En Ariège, la cohabitation imposée avec l’ours continue de faire peser une pression énorme sur les éleveurs de montagne. À Soula, Daniel Delteil, éleveur ovin, a vécu deux rencontres extrêmement dangereuses avec un plantigrade en l’espace de deux semaines. Lors de la seconde, sa chienne Voxie a été très grièvement blessée.
Une première rencontre à quelques mètres
Installé depuis une dizaine d’années à Soula, Daniel Delteil fait paître son troupeau sur l’estive d’Arréou. Le 25 juillet dernier, alors qu’il part à la recherche d’une brebis égarée, il tombe nez à nez avec un ours. L’éleveur raconte avoir d’abord eu du mal à comprendre ce qu’il se passait avant de voir surgir l’animal seulement quelques secondes plus tard. Huit mètres à peine séparaient alors l’homme et le plantigrade. Pris de panique, Daniel Delteil tente de faire reculer l’ours en lui lançant des cailloux, mais sans succès. Il confie avoir alors basculé en « mode survie« . Selon son témoignage, l’animal n’a montré aucune crainte particulière de l’homme. Après avoir grogné, il a finalement quitté les lieux en marchant.
Une seconde attaque bien plus violente
Le 7 août, soit moins de deux semaines plus tard, l’éleveur est à nouveau confronté à l’ours. Cette fois, il est accompagné de sa chienne Voxie et part à la recherche d’un patou chargé de surveiller le pâturage. Daniel Delteil aperçoit le chien de protection au fond de l’estive et avance avec sa chienne. C’est alors que la situation dégénère brutalement. Voxie marque un arrêt, se met à aboyer, puis l’ours se jette sur elle. Dans la violence de l’attaque, la chienne chute d’une trentaine de mètres le long d’une falaise. L’éleveur se retrouve alors à seulement trois mètres de l’animal. Il décrit une scène glaçante : « Il est arrivé la gueule ouverte, en grognant, la patte levée vers moi. Il était prêt à en découdre. » Comme lors de la première rencontre, l’ours finit toutefois par faire demi-tour.
Une chienne mutilée, un éleveur sous le choc
Pour Voxie, les conséquences sont dramatiques. La chienne présente une patte sectionnée, cinq côtes cassées, un traumatisme au bassin, deux hémorragies internes ainsi qu’un hématome à la tête. Quant à l’éleveur, il reste profondément marqué par ces deux épisodes. Il résume le sentiment qui l’a traversé dans ces instants : « À ce moment-là, on pense à sa famille, à ses enfants qu’on ne reverra peut-être pas, à la chienne qui a dévalé la falaise, à ce qui peut se passer. »

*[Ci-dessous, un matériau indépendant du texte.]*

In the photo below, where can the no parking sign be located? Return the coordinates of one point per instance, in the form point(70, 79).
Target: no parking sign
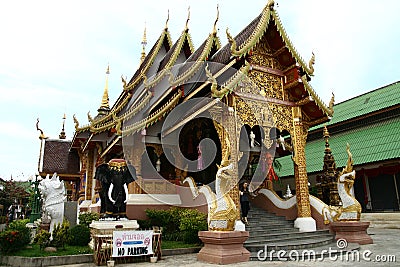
point(132, 243)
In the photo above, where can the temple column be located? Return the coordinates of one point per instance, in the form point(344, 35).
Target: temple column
point(135, 159)
point(231, 131)
point(304, 221)
point(82, 184)
point(89, 175)
point(97, 184)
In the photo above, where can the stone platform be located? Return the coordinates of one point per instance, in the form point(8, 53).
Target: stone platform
point(352, 232)
point(223, 247)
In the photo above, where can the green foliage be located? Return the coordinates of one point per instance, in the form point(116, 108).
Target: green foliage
point(192, 221)
point(178, 224)
point(313, 191)
point(35, 251)
point(13, 190)
point(42, 238)
point(79, 235)
point(15, 236)
point(60, 234)
point(86, 218)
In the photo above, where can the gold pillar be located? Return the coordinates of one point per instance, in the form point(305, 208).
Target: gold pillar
point(89, 176)
point(231, 130)
point(81, 189)
point(97, 186)
point(300, 171)
point(135, 158)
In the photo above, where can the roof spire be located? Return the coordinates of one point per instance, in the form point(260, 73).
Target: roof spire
point(41, 136)
point(62, 133)
point(144, 43)
point(166, 22)
point(105, 105)
point(187, 20)
point(216, 20)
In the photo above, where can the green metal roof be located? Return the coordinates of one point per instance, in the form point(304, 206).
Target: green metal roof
point(372, 101)
point(371, 143)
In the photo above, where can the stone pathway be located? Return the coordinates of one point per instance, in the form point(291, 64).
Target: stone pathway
point(385, 247)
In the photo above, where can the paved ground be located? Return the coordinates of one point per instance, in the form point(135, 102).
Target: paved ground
point(384, 252)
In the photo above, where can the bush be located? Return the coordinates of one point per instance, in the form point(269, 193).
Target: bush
point(15, 236)
point(179, 224)
point(60, 234)
point(79, 235)
point(192, 221)
point(42, 238)
point(86, 218)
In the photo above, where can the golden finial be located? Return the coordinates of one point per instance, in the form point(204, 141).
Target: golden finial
point(41, 136)
point(166, 22)
point(76, 122)
point(105, 105)
point(62, 133)
point(144, 43)
point(311, 63)
point(271, 4)
point(216, 20)
point(331, 103)
point(231, 40)
point(349, 164)
point(187, 20)
point(123, 82)
point(90, 119)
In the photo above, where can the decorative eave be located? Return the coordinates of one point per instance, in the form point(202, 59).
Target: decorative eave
point(187, 74)
point(309, 69)
point(255, 37)
point(327, 110)
point(171, 59)
point(154, 117)
point(228, 86)
point(149, 60)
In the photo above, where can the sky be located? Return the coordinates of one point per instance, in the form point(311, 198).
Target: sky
point(54, 55)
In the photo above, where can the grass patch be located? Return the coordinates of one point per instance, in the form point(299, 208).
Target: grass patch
point(34, 251)
point(177, 244)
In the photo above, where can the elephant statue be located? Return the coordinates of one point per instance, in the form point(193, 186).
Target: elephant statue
point(114, 177)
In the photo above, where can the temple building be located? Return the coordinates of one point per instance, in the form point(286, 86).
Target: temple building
point(370, 124)
point(55, 156)
point(251, 98)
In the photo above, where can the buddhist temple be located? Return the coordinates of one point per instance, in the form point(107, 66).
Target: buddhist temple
point(251, 97)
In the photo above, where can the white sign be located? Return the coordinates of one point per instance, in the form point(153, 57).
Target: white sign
point(132, 243)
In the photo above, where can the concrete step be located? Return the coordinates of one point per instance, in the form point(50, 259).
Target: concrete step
point(300, 243)
point(387, 220)
point(267, 224)
point(273, 230)
point(276, 237)
point(308, 254)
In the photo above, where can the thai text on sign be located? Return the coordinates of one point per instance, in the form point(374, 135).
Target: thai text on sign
point(132, 243)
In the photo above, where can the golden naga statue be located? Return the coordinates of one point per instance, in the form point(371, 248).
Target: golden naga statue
point(351, 208)
point(222, 211)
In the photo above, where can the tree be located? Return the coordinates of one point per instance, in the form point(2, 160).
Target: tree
point(12, 191)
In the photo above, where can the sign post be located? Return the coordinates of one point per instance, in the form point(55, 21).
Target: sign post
point(132, 243)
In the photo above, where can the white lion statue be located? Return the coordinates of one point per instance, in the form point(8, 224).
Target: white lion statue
point(53, 194)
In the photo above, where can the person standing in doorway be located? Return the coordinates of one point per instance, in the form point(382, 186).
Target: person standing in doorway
point(244, 202)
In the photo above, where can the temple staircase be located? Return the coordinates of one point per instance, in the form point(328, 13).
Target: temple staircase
point(277, 233)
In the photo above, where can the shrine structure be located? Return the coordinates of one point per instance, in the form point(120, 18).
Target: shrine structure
point(251, 97)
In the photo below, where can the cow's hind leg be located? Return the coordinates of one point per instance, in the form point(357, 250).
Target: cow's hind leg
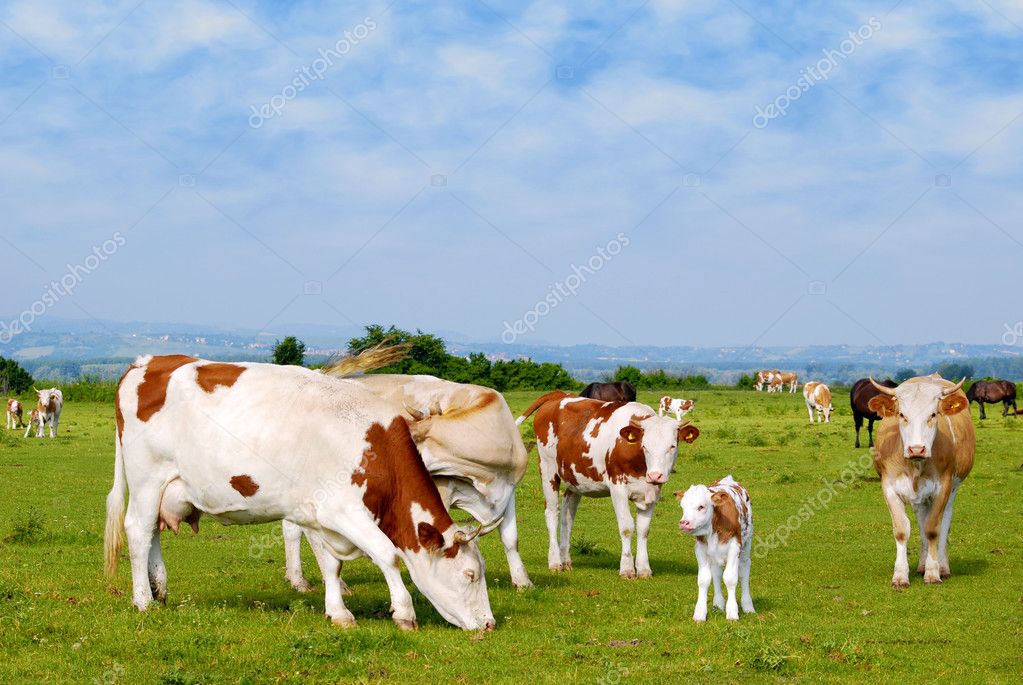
point(141, 531)
point(509, 537)
point(293, 556)
point(570, 504)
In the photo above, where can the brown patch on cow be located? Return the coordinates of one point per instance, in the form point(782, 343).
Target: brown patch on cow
point(152, 390)
point(245, 485)
point(394, 476)
point(211, 376)
point(725, 518)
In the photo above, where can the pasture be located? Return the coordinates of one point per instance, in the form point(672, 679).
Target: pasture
point(826, 609)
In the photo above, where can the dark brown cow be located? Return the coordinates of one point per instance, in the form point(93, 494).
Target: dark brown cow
point(859, 397)
point(619, 391)
point(992, 392)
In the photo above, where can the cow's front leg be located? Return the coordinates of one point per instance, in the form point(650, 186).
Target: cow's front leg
point(703, 582)
point(509, 537)
point(730, 579)
point(620, 500)
point(643, 519)
point(570, 504)
point(900, 529)
point(293, 556)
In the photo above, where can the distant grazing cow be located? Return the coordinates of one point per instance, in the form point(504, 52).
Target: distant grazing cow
point(49, 402)
point(676, 406)
point(471, 446)
point(619, 391)
point(720, 517)
point(791, 378)
point(619, 449)
point(859, 397)
point(925, 450)
point(14, 414)
point(206, 438)
point(992, 392)
point(817, 397)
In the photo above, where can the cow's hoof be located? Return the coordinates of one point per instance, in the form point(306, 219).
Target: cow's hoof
point(406, 625)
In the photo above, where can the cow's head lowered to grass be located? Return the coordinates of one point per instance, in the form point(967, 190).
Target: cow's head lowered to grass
point(659, 438)
point(919, 404)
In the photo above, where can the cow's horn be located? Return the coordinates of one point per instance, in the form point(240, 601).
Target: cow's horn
point(883, 389)
point(954, 389)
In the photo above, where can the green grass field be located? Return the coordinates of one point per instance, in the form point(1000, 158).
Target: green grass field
point(826, 609)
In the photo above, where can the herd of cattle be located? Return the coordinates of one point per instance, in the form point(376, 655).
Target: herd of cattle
point(384, 457)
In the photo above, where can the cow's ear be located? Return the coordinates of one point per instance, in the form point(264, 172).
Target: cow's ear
point(687, 432)
point(430, 537)
point(883, 405)
point(631, 435)
point(952, 404)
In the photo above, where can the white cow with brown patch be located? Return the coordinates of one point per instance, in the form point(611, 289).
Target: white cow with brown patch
point(621, 450)
point(720, 517)
point(14, 414)
point(201, 438)
point(817, 398)
point(49, 403)
point(675, 406)
point(923, 452)
point(471, 446)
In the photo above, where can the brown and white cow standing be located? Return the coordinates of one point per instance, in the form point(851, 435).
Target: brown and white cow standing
point(924, 451)
point(14, 414)
point(471, 446)
point(49, 403)
point(817, 398)
point(598, 449)
point(205, 438)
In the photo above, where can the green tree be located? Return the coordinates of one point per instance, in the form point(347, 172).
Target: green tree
point(13, 378)
point(290, 352)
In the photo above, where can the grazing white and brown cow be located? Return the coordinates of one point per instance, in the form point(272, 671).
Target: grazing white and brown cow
point(676, 406)
point(204, 437)
point(923, 453)
point(471, 446)
point(49, 402)
point(817, 397)
point(720, 517)
point(14, 414)
point(791, 379)
point(598, 449)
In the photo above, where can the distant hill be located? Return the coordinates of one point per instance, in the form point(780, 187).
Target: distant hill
point(60, 349)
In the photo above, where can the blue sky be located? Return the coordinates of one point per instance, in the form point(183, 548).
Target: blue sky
point(456, 161)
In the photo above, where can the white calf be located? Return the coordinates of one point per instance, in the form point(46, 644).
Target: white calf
point(720, 517)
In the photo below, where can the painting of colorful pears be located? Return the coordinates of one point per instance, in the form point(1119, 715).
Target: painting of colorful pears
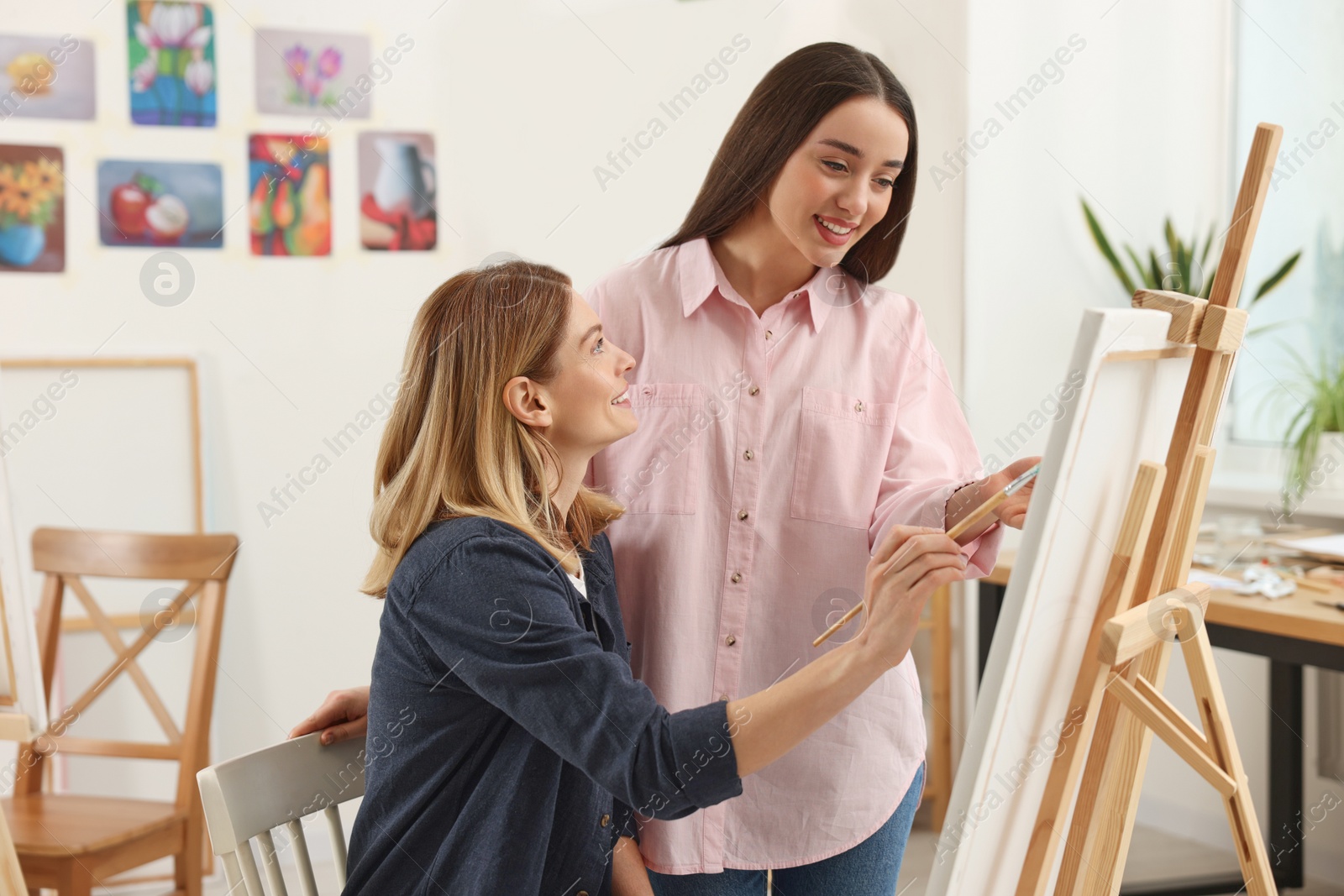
point(289, 206)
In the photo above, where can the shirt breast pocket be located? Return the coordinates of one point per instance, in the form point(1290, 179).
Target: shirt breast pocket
point(658, 468)
point(843, 448)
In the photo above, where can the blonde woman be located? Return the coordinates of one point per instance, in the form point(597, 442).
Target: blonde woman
point(510, 746)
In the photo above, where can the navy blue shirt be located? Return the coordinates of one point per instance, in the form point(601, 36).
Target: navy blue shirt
point(507, 739)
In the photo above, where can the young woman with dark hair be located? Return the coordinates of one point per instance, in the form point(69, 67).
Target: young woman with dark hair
point(793, 414)
point(508, 743)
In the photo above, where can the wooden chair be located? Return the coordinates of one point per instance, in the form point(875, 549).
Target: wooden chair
point(276, 788)
point(71, 842)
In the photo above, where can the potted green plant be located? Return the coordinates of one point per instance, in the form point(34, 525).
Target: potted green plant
point(1315, 441)
point(1180, 269)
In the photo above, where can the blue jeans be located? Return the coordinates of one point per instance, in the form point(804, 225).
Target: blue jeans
point(869, 869)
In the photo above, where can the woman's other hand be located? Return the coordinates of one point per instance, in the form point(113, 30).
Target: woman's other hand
point(343, 716)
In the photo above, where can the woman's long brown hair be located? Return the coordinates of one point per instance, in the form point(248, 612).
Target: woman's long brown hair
point(792, 98)
point(452, 448)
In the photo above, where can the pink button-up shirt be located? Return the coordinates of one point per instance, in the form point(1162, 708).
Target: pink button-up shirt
point(773, 453)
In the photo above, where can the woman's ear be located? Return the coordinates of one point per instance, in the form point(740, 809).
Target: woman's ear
point(526, 401)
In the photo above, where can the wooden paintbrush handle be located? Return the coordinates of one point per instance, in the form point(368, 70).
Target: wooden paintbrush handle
point(976, 516)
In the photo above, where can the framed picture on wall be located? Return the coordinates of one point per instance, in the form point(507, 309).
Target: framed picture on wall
point(160, 203)
point(33, 208)
point(46, 76)
point(306, 73)
point(289, 186)
point(396, 186)
point(171, 56)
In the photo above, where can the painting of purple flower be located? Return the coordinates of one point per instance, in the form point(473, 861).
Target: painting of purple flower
point(311, 83)
point(304, 71)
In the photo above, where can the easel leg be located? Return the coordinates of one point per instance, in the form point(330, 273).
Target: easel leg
point(1218, 728)
point(1108, 799)
point(11, 875)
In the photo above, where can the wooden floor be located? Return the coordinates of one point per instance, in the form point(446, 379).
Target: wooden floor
point(1155, 856)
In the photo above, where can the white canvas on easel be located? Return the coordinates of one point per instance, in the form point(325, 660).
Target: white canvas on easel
point(1124, 414)
point(24, 711)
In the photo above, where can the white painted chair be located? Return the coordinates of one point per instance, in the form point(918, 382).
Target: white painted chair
point(276, 788)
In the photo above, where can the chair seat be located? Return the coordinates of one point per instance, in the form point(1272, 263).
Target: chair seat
point(62, 825)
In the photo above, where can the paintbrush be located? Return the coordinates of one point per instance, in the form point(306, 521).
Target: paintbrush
point(954, 532)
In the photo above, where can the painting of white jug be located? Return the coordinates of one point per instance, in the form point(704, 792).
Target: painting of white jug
point(396, 184)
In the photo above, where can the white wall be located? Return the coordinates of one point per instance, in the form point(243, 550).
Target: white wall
point(524, 100)
point(1139, 123)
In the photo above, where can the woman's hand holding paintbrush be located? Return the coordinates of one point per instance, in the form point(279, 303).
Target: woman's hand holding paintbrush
point(921, 555)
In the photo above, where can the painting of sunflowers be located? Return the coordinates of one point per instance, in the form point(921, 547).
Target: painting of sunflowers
point(171, 54)
point(289, 204)
point(33, 217)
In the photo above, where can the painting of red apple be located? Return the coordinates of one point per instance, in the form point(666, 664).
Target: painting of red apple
point(160, 203)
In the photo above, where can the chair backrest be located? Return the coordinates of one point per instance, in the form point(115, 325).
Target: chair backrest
point(276, 788)
point(205, 562)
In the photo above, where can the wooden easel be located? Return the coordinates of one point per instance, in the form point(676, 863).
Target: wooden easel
point(1146, 604)
point(17, 728)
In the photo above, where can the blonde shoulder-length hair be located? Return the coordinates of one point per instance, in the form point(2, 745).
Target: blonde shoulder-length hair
point(452, 448)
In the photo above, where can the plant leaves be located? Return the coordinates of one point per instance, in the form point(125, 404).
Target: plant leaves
point(1277, 277)
point(1104, 244)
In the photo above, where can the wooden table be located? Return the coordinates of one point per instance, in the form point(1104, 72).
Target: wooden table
point(1292, 633)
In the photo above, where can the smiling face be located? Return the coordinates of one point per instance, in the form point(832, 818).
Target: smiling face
point(588, 402)
point(837, 186)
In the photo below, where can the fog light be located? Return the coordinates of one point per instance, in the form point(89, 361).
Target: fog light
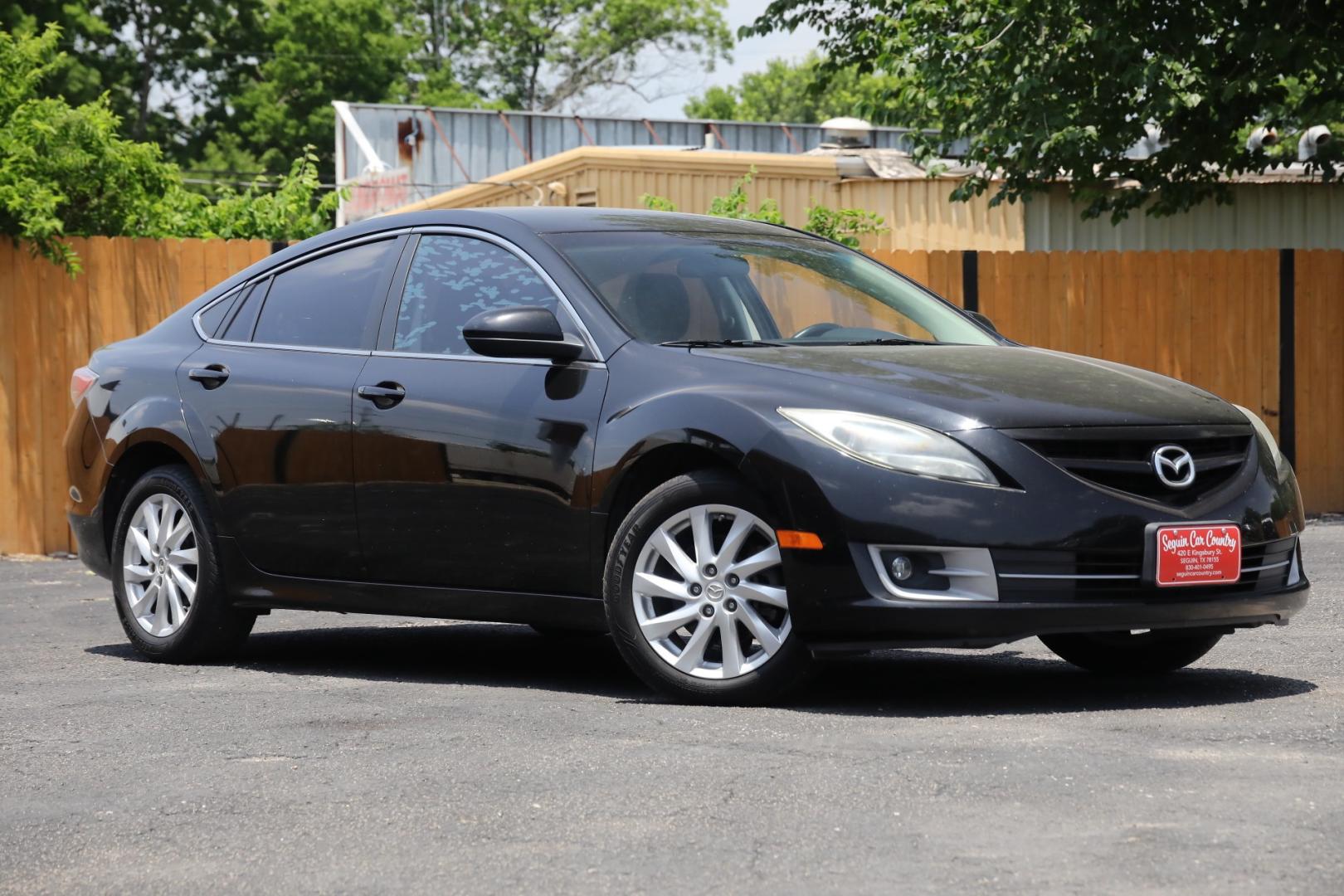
point(902, 568)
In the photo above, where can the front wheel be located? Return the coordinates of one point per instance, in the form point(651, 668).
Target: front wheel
point(695, 594)
point(1127, 653)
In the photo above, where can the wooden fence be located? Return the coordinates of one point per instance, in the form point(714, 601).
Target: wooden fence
point(49, 325)
point(1213, 319)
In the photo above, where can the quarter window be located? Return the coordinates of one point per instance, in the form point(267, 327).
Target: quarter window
point(455, 278)
point(329, 303)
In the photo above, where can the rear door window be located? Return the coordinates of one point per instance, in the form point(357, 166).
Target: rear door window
point(332, 301)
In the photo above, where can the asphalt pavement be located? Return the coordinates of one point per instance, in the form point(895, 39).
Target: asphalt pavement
point(368, 754)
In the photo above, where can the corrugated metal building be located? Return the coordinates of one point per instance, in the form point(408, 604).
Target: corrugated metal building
point(446, 148)
point(1268, 212)
point(917, 212)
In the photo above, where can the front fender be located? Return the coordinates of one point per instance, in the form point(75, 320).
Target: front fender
point(728, 426)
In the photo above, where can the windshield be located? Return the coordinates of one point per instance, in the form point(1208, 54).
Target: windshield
point(695, 288)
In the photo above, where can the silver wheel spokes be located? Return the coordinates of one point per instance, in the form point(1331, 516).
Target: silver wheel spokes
point(709, 592)
point(160, 566)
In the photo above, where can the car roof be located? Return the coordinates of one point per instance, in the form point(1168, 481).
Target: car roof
point(553, 219)
point(535, 219)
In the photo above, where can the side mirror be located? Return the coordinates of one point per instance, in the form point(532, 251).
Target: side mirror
point(520, 332)
point(984, 321)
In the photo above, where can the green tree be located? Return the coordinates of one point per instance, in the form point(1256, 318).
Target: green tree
point(316, 51)
point(804, 91)
point(65, 171)
point(841, 225)
point(543, 54)
point(160, 63)
point(1059, 89)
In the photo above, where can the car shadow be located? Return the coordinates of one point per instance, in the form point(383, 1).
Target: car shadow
point(937, 684)
point(888, 683)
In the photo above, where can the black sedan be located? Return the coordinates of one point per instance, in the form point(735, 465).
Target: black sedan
point(732, 445)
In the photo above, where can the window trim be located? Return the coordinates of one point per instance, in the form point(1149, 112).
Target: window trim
point(295, 262)
point(394, 299)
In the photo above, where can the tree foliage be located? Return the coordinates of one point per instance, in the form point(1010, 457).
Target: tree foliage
point(65, 171)
point(845, 225)
point(543, 54)
point(240, 86)
point(155, 61)
point(804, 91)
point(318, 51)
point(1059, 89)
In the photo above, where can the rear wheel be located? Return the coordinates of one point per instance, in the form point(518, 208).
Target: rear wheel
point(1127, 653)
point(168, 586)
point(695, 594)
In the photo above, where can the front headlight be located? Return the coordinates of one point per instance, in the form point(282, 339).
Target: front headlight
point(1265, 436)
point(893, 444)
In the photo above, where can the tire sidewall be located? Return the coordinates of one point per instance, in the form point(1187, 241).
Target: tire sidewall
point(780, 674)
point(210, 620)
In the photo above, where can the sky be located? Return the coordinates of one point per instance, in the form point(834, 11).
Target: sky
point(749, 56)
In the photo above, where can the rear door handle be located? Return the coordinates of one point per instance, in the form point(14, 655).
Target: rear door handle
point(383, 395)
point(212, 377)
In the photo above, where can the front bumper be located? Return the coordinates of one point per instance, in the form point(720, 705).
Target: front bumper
point(1057, 544)
point(875, 624)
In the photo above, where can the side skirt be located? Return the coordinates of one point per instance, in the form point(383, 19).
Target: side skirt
point(254, 589)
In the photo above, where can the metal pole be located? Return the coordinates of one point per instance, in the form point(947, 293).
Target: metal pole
point(516, 141)
point(448, 143)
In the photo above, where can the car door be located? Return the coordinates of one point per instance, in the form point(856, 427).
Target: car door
point(475, 472)
point(275, 391)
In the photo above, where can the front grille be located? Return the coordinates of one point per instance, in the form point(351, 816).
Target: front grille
point(1124, 462)
point(1042, 577)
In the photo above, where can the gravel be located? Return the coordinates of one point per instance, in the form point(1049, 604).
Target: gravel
point(358, 754)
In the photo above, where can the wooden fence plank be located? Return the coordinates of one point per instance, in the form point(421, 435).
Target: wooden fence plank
point(217, 262)
point(74, 323)
point(10, 257)
point(191, 270)
point(240, 256)
point(1270, 371)
point(28, 401)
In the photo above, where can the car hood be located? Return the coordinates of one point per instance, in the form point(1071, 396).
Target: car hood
point(957, 387)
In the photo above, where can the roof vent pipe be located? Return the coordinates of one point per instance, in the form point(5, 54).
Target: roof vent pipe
point(1261, 137)
point(1311, 141)
point(845, 134)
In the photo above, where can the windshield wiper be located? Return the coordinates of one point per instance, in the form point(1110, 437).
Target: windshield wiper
point(722, 343)
point(891, 340)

Le dossier brûlant de la cohabitation
Ce nouveau témoignage rappelle à quel point la présence de l’ours dans les Pyrénées reste un sujet explosif pour les éleveurs. Au-delà des prédations sur les troupeaux, c’est aussi la sécurité des hommes et des chiens qui est désormais en cause sur certaines estives. Quand un éleveur en vient à croiser à deux reprises un ours dans un laps de temps aussi court, dont une fois à seulement quelques mètres dans une attitude manifestement agressive, difficile de continuer à parler d’une cohabitation sereine. Pour les professionnels de terrain, ces situations ne relèvent plus de l’exception anecdotique, mais bien d’une réalité quotidienne de plus en plus pesante.